Some notable features of the CSV parser are:

Extensible parsing framework

TextParse operates by defining small parsers which are specialized to parse one kind of text very efficiently. Each such parser is described by a subtype of AbstractToken{T}. An AbstractToken{T} type should implement a tryparsenext method:

Dates.tryparsenextFunction.

tryparsenext{T}(tok::AbstractToken{T}, str, i, till, localopts)

Parses the string str starting at position i and ending at or before position till. localopts is a LocalOpts object which contains contextual options for quoting and NA parsing. (see LocalOpts documentation)

tryparsenext returns a tuple (result, nextpos) where result is of type Nullable{T}, Nullable{T}() if parsing failed, non-null containing the parsed value if it succeeded.
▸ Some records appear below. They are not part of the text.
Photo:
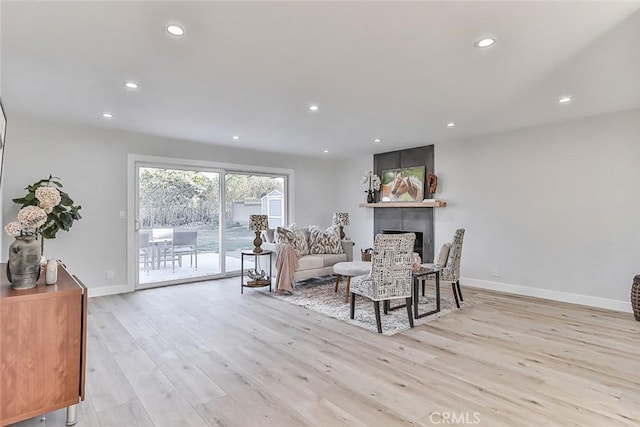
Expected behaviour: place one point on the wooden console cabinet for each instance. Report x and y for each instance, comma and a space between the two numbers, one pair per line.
42, 347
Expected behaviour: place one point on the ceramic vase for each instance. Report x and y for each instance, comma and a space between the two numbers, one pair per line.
370, 197
23, 268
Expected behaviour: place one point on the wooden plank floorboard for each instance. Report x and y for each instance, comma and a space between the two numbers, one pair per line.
202, 354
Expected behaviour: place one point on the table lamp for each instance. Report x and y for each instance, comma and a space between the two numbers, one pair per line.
258, 223
341, 219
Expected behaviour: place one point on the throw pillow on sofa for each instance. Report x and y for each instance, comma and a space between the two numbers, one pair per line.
298, 238
325, 242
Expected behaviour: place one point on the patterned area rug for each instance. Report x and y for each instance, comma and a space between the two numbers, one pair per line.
317, 294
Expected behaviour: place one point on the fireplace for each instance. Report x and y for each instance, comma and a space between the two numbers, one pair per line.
417, 246
419, 220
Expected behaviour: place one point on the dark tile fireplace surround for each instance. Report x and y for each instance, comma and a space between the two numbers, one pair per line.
418, 220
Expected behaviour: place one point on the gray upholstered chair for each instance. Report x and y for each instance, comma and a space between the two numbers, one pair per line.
451, 271
391, 275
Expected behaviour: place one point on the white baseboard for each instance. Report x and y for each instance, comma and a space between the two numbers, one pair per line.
101, 291
611, 304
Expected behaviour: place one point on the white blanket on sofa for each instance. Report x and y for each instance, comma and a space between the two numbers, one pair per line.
286, 264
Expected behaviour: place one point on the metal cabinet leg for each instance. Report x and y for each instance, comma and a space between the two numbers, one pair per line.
72, 415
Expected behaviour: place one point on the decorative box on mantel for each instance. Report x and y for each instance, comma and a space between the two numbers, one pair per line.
431, 204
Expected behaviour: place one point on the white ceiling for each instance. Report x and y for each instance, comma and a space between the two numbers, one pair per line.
390, 70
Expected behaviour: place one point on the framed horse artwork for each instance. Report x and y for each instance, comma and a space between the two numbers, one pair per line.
402, 185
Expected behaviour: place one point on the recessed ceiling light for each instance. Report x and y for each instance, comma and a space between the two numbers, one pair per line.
486, 42
175, 30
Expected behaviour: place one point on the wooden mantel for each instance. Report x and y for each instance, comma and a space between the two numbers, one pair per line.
434, 204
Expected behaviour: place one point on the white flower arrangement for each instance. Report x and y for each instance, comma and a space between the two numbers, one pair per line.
48, 198
30, 218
If parsing succeeded, nextpos is the position the next token, if any, starts at. If parsing failed, nextpos is the position at which the parsing failed.

source

Available AbstractToken types

parse numbers of type T

source

Parses string to the AbstractString type T. If T is StrRange returns a StrRange with start position (offset) and length of the substring. It is used internally by csvparse for avoiding allocating strings.

source
DateTimeToken(T, fmt::DateFormat)

Parse a date time string of format fmt into type T which is either Date, Time or DateTime.

source

NAToken(inner::AbstractToken; options...)

Parses a Nullable item.

Arguments

  • inner: the token to parse if non-null.
  • emptyisna: should an empty item be considered NA? defaults to true
  • nastrings: strings that are to be considered NA. Defaults to ["#N/A", "#N/A N/A", "#NA", "#n/a", "#n/a n/a", "#na", "-1.#IND", "-1.#QNAN", "-1.#ind", "-1.#qnan", "-NaN", "-nan", "-nan", "-nan", "1.#IND", "1.#QNAN", "1.#ind", "1.#qnan", "N/A", "N/A", "NA", "NA", "NULL", "NaN", "n/a", "n/a", "na", "na", "nan", "nan", "nan", "null"]
source

Quoted(inner::AbstractToken; <kwargs>...)

Arguments:

  • inner: The token inside quotes to parse
  • required: are quotes required for parsing to succeed? defaults to false
  • includequotes: include the quotes in the output. Defaults to false
  • includenewlines: include newlines that appear within quotes. Defaults to true
  • quotechar: character to use to quote (default decided by LocalOpts)
  • escapechar: character that escapes the quote char (default set by LocalOpts)
source
CustomParser(f, T)

Provide a custom parsing mechanism.

Arguments:

  • f: the parser function
  • T: The type of the parsed value

The parser function must take the following arguments:

  • str: the entire string being parsed
  • pos: the position in the string at which to start parsing
  • len: the length of the string the maximum position where to parse till
  • opts: a LocalOpts object with options local to the current field.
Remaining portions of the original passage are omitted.